Integrity and Anti-Corruption Commission Lectures at Al al-Bayt University
The Vice President of the University for Administrative and Financial Affairs, Professor Omar Al-Ateen, sponsored the awareness lecture of the Integrity and Anti-Corruption Commission on the standards of national integrity and the importance of combating corruption, in cooperation with the Internal Control Department at Al al-Bayt University, where this lecture comes within the activities of the Integrity Ambassadors Program, which targets Jordanian university students.
The representative of the Integrity Commission, Investigator Abdul Rahman Mheidat, presented an explanation of the national integrity standards as a set of concepts that are circulated within national institutions with the aim of preventing the exploitation of power or position, the most important of which are the rule of law standard, the transparency standard, the justice and equality standard, the accountability standard, and the good governance standard in making administrative decisions away from personal interests.
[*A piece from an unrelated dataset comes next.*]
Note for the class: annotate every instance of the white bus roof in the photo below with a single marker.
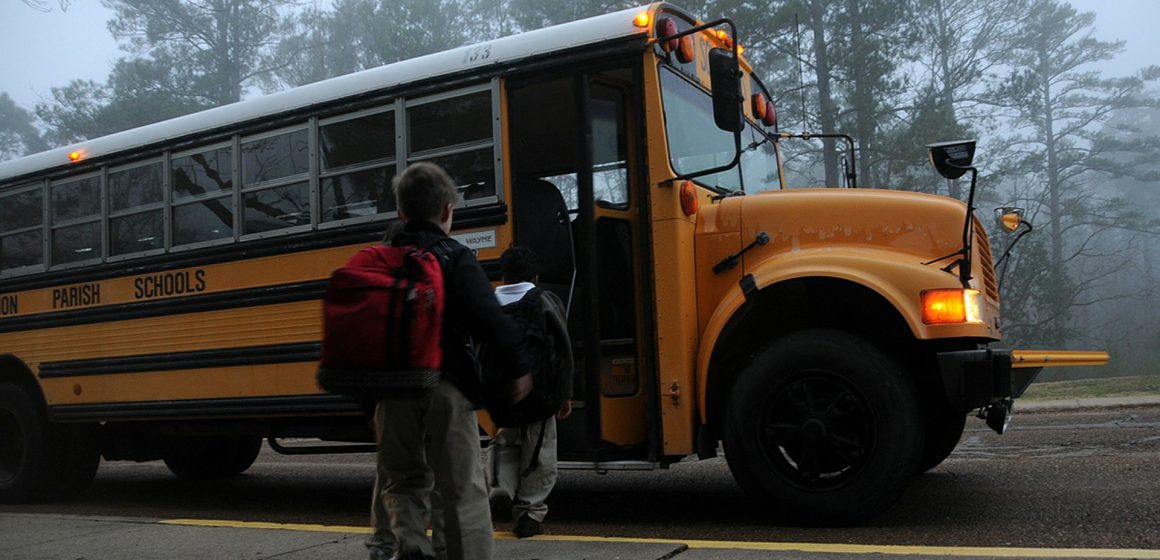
(593, 30)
Mheidat stressed the need to involve young people in corruption prevention efforts by raising their awareness and activating their role in decision-making.
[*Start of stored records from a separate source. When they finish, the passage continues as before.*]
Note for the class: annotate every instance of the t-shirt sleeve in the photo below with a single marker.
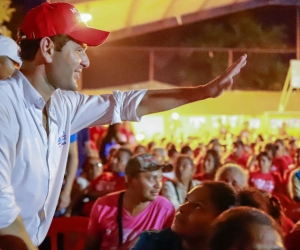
(93, 110)
(8, 206)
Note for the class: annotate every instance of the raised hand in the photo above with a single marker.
(216, 86)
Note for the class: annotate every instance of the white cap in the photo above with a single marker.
(9, 48)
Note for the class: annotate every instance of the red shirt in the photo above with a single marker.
(265, 181)
(109, 182)
(279, 165)
(242, 160)
(204, 176)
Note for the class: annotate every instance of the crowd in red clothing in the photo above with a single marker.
(263, 166)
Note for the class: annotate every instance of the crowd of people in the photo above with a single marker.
(55, 153)
(261, 184)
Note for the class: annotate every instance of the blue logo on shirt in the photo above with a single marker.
(62, 140)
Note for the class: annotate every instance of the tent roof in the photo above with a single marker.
(134, 86)
(126, 18)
Investigator Samer Al-Dusit from the Integrity Commission also gave a presentation on the corruption crimes that the Commission deals with, which fall under the category of a public employee's misuse of the authority granted to him by law in order to achieve private benefits, explaining the Commission's jurisdiction to investigate the public employee in the event of prejudice to public funds, as these acts are classified as crimes that violate public office, such as bribery, embezzlement, investment of office, and abuse of authority, and crimes that violate public trust, such as criminal forgery and false certifications, and economic crimes such as illicit gain and money laundering crimes. Al-Dusit affirmed that the Integrity and Anti-Corruption Commission provides full protection for witnesses and whistleblowers.
For his part, Vice President Dr. Al-Ateen stressed that the Integrity and Anti-Corruption Commission represents a living model in building real trust between the citizen and the state and works to spread the concepts of integrity and transparency among university students in order to build a conscious generation that rejects corruption and seeks to achieve justice and equality.
At the end of the lecture, which was attended by the Dean of the Faculty of Law, Professor Samer Dalala'a, and a number of faculty members and students in the Faculties of Law and Business, a wide-ranging discussion took place on the mechanism of work and outputs of the Integrity and Anti-Corruption Commission.